After a season of bemoaning how lonely Marc Rzepczynski was as the lone lefty in the Cardinals bullpen, the Cardinals have recently consigned Randy Choate to the same fate. Rzepczynski finds himself in Memphis with Boggs and the Cardinals call up their sixth right hander in Seth Maness to take his place.
Almost any argument for a second lefty in the pen accepts the premise that there is a need for a second lefty in the pen. If your right handed pitchers are able to retire left handed batters or your left handed pitchers just aren't very good ... then you probably don't want two lefties in the pen.
That's not really the problem the Cardinals have. While Sam Freeman has pitched himself into obscurity in Memphis, two left handed starters have picked up where they left off. Tyler Lyons and John Gast are both pitching well in Memphis. Lyons has seen his strikeout rate dip this season but his overall numbers remain solid and in line with his previous efforts. John Gast started the season with 32 scoreless innings and the best strikeout rate since 2010.
Gast has the more impressive fastball and a little better stuff overall but Lyons has clearly better control of his arsenal. It's the first time since Jaime Garcia that the Cardinals have seen home grown lefties have sustained success in the minors that lets them project as major league players. (I was never a Sam Freeman believer after seeing him in Springfield.) Whether there's a spot on the club for them -- and whether that spot is in the rotation (unlikely) or bullpen -- remains to be seen.

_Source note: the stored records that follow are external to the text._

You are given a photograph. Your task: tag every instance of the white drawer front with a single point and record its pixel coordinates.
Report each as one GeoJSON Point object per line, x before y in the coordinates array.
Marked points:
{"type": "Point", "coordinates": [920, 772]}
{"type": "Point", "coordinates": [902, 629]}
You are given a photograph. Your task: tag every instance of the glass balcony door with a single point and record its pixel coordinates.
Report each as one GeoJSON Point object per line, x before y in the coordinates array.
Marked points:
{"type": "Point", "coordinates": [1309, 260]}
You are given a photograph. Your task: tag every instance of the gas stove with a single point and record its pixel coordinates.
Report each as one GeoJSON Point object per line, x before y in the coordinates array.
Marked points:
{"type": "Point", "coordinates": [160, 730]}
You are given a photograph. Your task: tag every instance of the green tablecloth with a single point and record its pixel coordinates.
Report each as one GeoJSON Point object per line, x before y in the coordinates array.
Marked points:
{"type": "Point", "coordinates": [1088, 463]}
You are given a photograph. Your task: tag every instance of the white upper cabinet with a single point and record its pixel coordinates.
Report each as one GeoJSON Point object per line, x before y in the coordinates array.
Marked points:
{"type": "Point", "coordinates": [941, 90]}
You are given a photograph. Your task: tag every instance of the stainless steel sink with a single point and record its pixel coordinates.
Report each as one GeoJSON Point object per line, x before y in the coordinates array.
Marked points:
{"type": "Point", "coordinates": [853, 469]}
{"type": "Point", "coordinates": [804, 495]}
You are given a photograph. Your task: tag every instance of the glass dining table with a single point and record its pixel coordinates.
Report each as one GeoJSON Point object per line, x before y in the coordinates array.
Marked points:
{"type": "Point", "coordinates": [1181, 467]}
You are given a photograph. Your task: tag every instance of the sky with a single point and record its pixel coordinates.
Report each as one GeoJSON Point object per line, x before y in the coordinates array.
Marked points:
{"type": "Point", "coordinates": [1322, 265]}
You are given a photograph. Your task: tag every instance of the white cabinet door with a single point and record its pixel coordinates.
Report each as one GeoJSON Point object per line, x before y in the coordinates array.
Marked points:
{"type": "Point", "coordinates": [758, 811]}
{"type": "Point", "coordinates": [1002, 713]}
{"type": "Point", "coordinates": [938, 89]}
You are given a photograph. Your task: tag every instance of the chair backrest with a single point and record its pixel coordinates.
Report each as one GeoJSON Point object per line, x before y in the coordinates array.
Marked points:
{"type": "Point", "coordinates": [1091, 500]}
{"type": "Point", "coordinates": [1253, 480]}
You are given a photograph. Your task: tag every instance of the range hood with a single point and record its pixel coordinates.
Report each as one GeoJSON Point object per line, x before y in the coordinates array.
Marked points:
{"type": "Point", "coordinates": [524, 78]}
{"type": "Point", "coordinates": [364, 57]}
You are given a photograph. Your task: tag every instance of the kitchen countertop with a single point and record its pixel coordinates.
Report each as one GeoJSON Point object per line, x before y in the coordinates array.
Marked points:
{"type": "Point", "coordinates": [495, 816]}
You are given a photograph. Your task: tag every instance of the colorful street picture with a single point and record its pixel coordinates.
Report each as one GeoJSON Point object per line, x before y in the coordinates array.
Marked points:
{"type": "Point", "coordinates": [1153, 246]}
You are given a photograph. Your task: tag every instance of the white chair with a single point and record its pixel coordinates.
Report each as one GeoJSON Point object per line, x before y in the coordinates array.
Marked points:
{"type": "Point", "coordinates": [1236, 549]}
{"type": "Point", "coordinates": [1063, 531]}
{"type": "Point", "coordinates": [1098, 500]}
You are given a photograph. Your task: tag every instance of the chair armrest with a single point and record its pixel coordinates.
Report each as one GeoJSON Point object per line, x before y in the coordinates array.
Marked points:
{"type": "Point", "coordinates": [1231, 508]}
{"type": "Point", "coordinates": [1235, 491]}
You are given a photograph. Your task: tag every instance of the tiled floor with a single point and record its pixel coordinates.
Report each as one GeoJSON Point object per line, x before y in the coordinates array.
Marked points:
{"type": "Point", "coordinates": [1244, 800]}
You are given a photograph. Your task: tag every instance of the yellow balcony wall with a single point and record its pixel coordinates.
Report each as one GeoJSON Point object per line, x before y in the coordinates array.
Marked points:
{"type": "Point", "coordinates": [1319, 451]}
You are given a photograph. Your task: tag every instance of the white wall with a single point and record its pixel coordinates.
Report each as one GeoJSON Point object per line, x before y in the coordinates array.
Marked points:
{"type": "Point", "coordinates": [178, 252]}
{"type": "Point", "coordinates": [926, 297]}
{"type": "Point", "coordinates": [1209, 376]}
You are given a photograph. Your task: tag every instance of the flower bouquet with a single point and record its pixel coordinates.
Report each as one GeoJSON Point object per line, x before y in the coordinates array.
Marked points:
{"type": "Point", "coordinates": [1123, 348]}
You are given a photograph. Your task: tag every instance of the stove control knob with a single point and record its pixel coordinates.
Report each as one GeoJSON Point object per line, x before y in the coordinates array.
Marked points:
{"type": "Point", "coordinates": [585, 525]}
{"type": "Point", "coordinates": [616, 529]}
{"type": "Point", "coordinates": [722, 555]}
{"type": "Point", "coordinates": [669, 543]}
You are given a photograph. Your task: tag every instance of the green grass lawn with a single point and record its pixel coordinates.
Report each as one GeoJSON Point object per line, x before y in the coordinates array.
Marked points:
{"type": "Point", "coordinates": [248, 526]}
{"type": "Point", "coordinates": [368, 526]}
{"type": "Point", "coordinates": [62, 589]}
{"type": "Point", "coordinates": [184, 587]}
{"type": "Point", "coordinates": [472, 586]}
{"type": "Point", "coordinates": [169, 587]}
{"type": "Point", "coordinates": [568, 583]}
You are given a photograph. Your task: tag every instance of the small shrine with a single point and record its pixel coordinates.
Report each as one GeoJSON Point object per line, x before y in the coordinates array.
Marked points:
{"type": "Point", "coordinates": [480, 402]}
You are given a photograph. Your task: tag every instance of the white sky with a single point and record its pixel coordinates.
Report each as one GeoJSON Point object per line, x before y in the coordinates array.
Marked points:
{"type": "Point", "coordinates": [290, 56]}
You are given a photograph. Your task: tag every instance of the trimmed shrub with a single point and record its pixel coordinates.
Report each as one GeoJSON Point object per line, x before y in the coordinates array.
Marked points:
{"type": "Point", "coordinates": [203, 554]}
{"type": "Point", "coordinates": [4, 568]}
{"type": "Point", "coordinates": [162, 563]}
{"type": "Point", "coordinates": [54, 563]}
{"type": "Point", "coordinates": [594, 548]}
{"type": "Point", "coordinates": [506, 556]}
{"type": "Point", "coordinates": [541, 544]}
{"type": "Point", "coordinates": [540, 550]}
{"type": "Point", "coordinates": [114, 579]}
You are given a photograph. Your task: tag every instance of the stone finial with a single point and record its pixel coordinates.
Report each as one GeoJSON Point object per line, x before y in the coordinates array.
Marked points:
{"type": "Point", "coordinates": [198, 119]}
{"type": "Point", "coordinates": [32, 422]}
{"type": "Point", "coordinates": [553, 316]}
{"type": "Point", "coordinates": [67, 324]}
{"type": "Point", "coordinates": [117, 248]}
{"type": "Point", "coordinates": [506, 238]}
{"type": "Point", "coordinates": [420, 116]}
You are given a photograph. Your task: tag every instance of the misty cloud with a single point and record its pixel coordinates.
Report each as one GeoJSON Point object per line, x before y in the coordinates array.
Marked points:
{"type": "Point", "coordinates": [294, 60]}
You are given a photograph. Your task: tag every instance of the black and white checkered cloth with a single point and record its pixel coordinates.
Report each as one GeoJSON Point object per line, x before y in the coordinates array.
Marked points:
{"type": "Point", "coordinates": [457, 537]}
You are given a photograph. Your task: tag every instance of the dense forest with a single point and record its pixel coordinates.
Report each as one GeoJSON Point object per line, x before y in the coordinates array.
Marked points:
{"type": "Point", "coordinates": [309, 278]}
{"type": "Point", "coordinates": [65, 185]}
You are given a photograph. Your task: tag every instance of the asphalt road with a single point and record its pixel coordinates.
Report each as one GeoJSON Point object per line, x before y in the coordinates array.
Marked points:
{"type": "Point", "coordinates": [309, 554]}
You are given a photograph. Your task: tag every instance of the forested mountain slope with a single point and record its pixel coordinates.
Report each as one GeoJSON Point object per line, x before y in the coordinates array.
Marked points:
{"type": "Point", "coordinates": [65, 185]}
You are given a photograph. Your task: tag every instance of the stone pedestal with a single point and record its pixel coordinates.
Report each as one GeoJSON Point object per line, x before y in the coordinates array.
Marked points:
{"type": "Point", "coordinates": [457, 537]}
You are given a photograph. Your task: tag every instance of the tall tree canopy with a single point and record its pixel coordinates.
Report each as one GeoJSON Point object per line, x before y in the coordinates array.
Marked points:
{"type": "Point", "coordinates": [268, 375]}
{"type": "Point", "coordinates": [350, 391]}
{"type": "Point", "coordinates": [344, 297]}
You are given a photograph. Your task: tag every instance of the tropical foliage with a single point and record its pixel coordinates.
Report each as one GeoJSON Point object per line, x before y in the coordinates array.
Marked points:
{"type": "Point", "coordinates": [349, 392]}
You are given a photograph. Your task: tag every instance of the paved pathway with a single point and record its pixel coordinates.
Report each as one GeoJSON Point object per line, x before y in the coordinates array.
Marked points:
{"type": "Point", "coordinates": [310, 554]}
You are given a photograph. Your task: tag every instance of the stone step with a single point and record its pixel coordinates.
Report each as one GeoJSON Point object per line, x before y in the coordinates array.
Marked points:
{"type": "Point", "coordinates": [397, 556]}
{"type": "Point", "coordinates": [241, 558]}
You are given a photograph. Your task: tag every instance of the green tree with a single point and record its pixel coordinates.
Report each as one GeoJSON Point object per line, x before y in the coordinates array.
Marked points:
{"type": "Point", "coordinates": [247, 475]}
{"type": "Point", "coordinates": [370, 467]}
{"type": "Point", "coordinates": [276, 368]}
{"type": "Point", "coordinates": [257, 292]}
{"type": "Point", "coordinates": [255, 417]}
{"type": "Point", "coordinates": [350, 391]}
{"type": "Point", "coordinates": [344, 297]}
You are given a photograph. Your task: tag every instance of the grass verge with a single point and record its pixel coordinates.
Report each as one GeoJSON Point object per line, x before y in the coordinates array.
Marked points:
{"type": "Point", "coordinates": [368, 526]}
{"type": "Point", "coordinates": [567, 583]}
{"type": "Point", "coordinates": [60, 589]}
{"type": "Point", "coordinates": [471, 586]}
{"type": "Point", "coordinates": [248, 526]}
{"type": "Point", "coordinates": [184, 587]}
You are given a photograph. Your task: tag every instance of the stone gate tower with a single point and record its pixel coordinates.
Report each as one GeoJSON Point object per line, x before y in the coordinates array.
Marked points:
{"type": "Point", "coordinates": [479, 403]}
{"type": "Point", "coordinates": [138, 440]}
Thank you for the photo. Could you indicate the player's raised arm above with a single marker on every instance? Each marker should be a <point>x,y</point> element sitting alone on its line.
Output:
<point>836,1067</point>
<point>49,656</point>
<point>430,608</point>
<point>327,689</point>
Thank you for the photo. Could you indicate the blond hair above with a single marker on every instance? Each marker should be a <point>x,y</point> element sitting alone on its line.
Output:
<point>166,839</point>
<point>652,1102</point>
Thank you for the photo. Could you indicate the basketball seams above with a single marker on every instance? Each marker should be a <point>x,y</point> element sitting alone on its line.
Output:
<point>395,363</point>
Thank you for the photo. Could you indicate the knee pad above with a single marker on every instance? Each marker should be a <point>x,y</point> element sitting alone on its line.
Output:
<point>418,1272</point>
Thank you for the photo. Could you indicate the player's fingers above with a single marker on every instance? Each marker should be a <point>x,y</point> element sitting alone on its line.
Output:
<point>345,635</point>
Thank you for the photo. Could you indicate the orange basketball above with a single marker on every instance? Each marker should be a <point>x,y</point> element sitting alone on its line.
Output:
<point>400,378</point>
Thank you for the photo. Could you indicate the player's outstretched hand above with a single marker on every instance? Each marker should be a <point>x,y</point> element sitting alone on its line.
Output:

Are the top Memphis prospects ready?
If you're looking for prospects in Memphis, three names stand out. Well, one name really stands out and then there are two other good prospects. Oscar Taveras, Kolten Wong and Michael Wacha all constitute the upper rankings of Cardinal prospect lists.
Taveras is playing well, which, given his history, is kind of boring. With a slower than usual adjustment to the league, Taveras finds himself with a good but not elite power output and a good but not elite wOBA as a result. None of this damages the ranking of Taveras or his evaluation as one of the best players in the minors but there's little compelling reason to think a Taveras arrival is imminent.
Kolten Wong on the other hand has been off to a quite poor start. Wong's seen a modest walk rate plummet in 2013 to dangerously low levels. The case for Wong has always been one couched more in scouting reports than a compelling statistical case. More difficult to quantify qualities like defense and speed and baserunning are an important part of Wong's prospect resume. It's concerning to see his numbers dip overall but until the scouting reports start to turn, it's too early to get worked up.
Meanwhile, Michael Wacha has come up hard against the reality of professional baseball as a starter this season. Wacha's strikeout rates from 2012 as a reliever have fallen to a mediocre 5.31 K/9 in Memphis. It's a testament to Wacha's performance last year that he's mentioned in the same arena as Taveras and Wong a year after being drafted.
So for the moment, the Cardinals elite, blue-chip prospects have stalled a bit in Memphis. There's less heralded help to be found but the club doesn't have a player ready to come up that would radically alter the construction of the major league team.
Which, when your in first place with the best record in baseball, is probably okay.